Appendix: Data Transparency Disclosure
Findings from the data collection have been reported in separate manuscripts. MS 1 (published) reports the primary outcome results of the RCT. MS’s 2–4 (published) report psychometric analyses of the fidelity instrument used as the measure of FT techniques in the current study. MS’s 5 and 6 (published) report secondary analyses of the RCT data, with MS 5 focused on predictors of treatment outcomes apart from treatment condition and MS 6 focusing specifically on youth reports of callous-unemotional traits and their relation to treatment outcome.
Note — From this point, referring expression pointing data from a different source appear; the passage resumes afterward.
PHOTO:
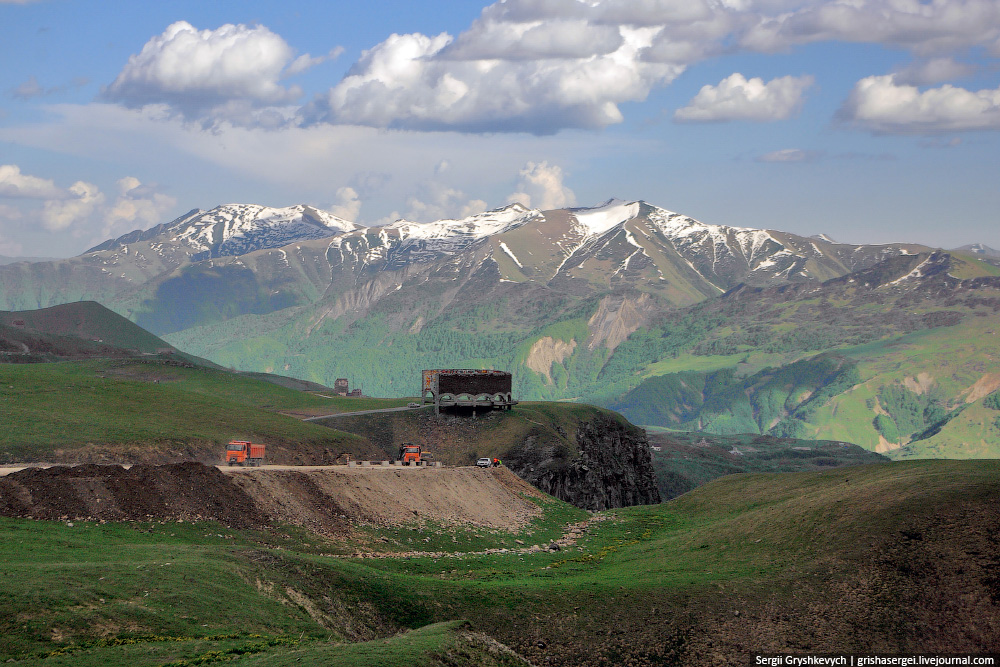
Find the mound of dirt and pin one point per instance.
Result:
(182, 491)
(324, 500)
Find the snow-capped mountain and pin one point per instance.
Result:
(244, 258)
(980, 249)
(235, 229)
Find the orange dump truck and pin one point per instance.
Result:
(409, 453)
(244, 453)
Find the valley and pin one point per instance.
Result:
(727, 441)
(611, 306)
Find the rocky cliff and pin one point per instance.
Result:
(589, 457)
(613, 467)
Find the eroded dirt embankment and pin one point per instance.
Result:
(323, 500)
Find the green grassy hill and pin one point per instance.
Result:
(685, 461)
(152, 409)
(889, 558)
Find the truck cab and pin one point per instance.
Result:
(409, 453)
(244, 453)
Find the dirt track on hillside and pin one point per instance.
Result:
(324, 500)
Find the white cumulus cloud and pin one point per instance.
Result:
(411, 82)
(348, 204)
(791, 155)
(137, 206)
(540, 185)
(935, 70)
(209, 73)
(880, 104)
(739, 98)
(934, 27)
(437, 201)
(58, 215)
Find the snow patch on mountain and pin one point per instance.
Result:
(510, 253)
(477, 226)
(601, 218)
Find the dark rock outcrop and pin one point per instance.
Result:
(613, 467)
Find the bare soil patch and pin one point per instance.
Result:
(324, 500)
(183, 491)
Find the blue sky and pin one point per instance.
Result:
(869, 120)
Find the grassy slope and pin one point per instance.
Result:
(688, 460)
(137, 405)
(953, 358)
(851, 546)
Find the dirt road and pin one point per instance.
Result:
(324, 499)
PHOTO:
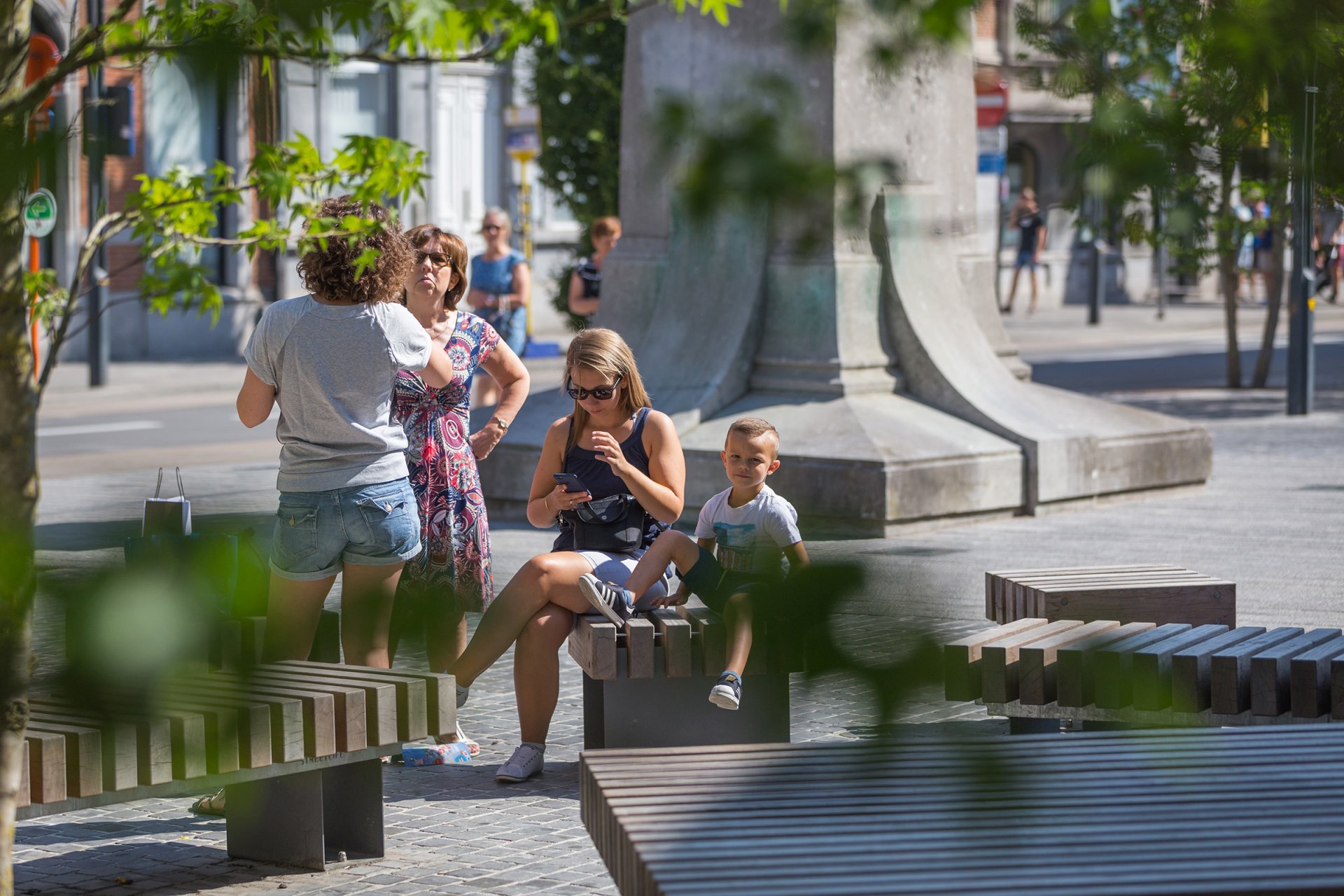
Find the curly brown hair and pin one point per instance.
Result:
(330, 273)
(452, 246)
MS 7 reports on whether one study condition, UC-FT, achieved a benchmark for FT adherence established by a manualized FT model, as well as benchmarks for global outcomes established in a meta-analysis of several FT models. In contrast, the current manuscript focuses on both study conditions (UC-FT and UC-Other) and is the first study from this data collection to examine whether FT technique use is related to treatment outcome. The current findings have not been previously published, and to our knowledge, no similar analyses of technique-outcome relations for non-manualized FT (or non-manualized EBIs of any kind) in usual care for adolescent behavior problems have been previously published.